The human brain reacts to acute stress, traditionally a threat to survival, by adaptive 'fight or flight' physiological responses triggered by massive secretions into the blood of stress hormones which, once the stress has passed, quickly drop back to their initial level. Poverty, however, with its daily frustrations and omnipresent insecurity, induces a state of chronic stress.

These physiological effects of stress are felt even by children. As Dr. Louise Séguin explains: "Children as well as parents experience poverty. The stress experienced by the child is reflected by an elevated level of cortisol which affects the child's immune system, physiological functioning, brain, and development." Moreover, numerous studies confirm the finding that poor children have higher rates of poor health than children in general. Poor mothers more frequently report that their children have average or poor health, or have been hospitalized. They also report a larger number of health problems, including problems associated with the immune system, even in infants. At the age of two, poor children are more likely to suffer several health problems at the same time, an indication that their immune system may be weakened by long-term stress. We also know that chronic as compared to short-term poverty has greater impact on the health of children.


Cognitive development

Socioeconomic status does not only affect health directly. It also, though indirectly, affects cognitive development. During infancy the brain develops by mechanisms, such as blood irrigation and the formation of neural connections, whose normal operation depends on an optimal physiological state. In children of poor families, elevated levels of stress hormones inhibit both synaptic connections between neurons and blood supply to the brain. The following extract from a Financial Times interview with Dr. Jack Shonkoff, a specialist in childhood development, summarizes the problem well. "Many children growing up in very poor families with low social status experience unhealthy levels of stress hormones, which impair their neural development. That effect is on top of any damage caused by inadequate nutrition and exposure to environmental toxins."

The last UNICEF report on childhood poverty (2012) also makes this association between disadvantage in childhood and health in adulthood, while also painting a global portrait of the repercussions of childhood poverty on a society as a whole.


[F]ailure to protect children from poverty is one of the most costly mistakes a society can make. The heaviest cost of all is borne by the children themselves. But their nations must also pay a very significant price – in reduced skills and productivity, in lower levels of health and educational achievement, in increased likelihood of unemployment and welfare dependence, in the higher costs of judicial and social protection systems, and in the loss of social cohesion.
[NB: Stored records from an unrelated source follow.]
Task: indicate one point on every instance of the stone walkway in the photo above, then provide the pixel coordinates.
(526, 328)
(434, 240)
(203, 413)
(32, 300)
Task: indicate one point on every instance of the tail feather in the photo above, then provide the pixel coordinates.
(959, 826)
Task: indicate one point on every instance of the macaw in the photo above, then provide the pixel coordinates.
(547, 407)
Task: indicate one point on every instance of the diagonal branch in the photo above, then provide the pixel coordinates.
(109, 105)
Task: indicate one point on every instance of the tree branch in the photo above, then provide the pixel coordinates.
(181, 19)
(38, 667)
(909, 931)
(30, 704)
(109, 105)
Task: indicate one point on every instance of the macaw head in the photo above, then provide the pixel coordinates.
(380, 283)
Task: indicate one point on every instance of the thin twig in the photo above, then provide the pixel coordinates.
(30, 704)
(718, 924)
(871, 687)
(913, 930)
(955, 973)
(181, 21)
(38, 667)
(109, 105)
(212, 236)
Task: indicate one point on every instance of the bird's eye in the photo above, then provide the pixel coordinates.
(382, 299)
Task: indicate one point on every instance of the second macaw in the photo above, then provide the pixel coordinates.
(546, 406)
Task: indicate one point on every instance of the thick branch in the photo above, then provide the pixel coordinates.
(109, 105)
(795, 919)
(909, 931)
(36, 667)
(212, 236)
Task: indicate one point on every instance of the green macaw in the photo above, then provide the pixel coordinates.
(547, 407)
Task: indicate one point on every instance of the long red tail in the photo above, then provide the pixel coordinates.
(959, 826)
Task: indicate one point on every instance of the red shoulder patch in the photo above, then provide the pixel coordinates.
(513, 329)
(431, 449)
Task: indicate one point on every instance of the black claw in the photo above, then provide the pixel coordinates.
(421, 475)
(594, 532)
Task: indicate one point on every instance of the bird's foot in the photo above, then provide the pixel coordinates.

In its report on the situation of young people in Montreal, the city's Direction de santé publique (Department of Public Health) states that all children do not arrive at school with the same advantages and that the school milieu presents several hurdles for the most disadvantaged children. When cognitive development, skills acquisition, and academic learning have been impeded, it becomes more difficult to escape the poverty in which one grew up. After failing in school, young people tend to drop out, become parents prematurely, and reproduce the difficult conditions they have known since their childhood, with all the familiar negative impacts on health. From infancy to adulthood, they encounter situations and circumstances that degrade their health: academic difficulties, poor training during adolescence, jobs with poor working conditions and inadequate income, low-grade housing, and more.

Early intervention is needed to counter the impacts of poverty on cognitive development. In this context, the index of school readiness is a valuable tool. It is used to assess a child's degree of preparedness even before the child starts going to school. The index measures a child's development in five domains: cognitive and linguistic development; communication skills and general knowledge; social competence; affective maturity; and physical health and well-being.

Montreal's Direction de santé publique has conducted a survey to measure school readiness on its territory, and to determine what is needed to ensure that all children are ready for schooling. The results showed that the proportion of vulnerable children (that is, those assessed as deficient in at least one domain) rose from 28 percent in neighbourhoods with a 10 percent poverty rate to 40 percent in those with a 52 percent poverty rate.


Illnesses associated with atmospheric pollution

It has been clearly shown that low socioeconomic status is associated with greater exposure to pollution and its trail of health problems. It suffices to think of the poor air quality in working-class neighbourhoods that are near highways or industrial zones. Such neighbourhoods, moreover, are often far from parks and open green spaces where vegetation helps purify the air. Numerous studies have shown that as air pollution increases, so too does the frequency of hospitalizations for respiratory problems. A Montreal study has shown that people who live near roads with heavy traffic are at increased risk of being hospitalized for respiratory problems; and 1,500 premature deaths per year in Montreal are attributable to atmospheric pollution.

The fine particles in the air that cause certain health problems can enter the body not only through respiratory pathways but also through blood vessels, and hence the hypothesis that fine particles (less than 2.5 µm in diameter) are inhaled, pass through the tissues of the respiratory system to penetrate into blood vessels, and thus encourage the development of atherosclerosis (plaques that block arteries and may cause cardiovascular diseases such as strokes, infarctions, and angina). One of the many studies supporting this hypothesis compared data from 51 American cities. When all other risk factors for mortality had been taken into account, life expectancy dropped by 0.6 years for each incremental increase in fine particle concentration of ten micrograms per cubic meter of air. This effect was largely attributable to cardiovascular failure. And since pollution levels between cities can vary by as much as 20 µg/m3, life expectancy varies even more ...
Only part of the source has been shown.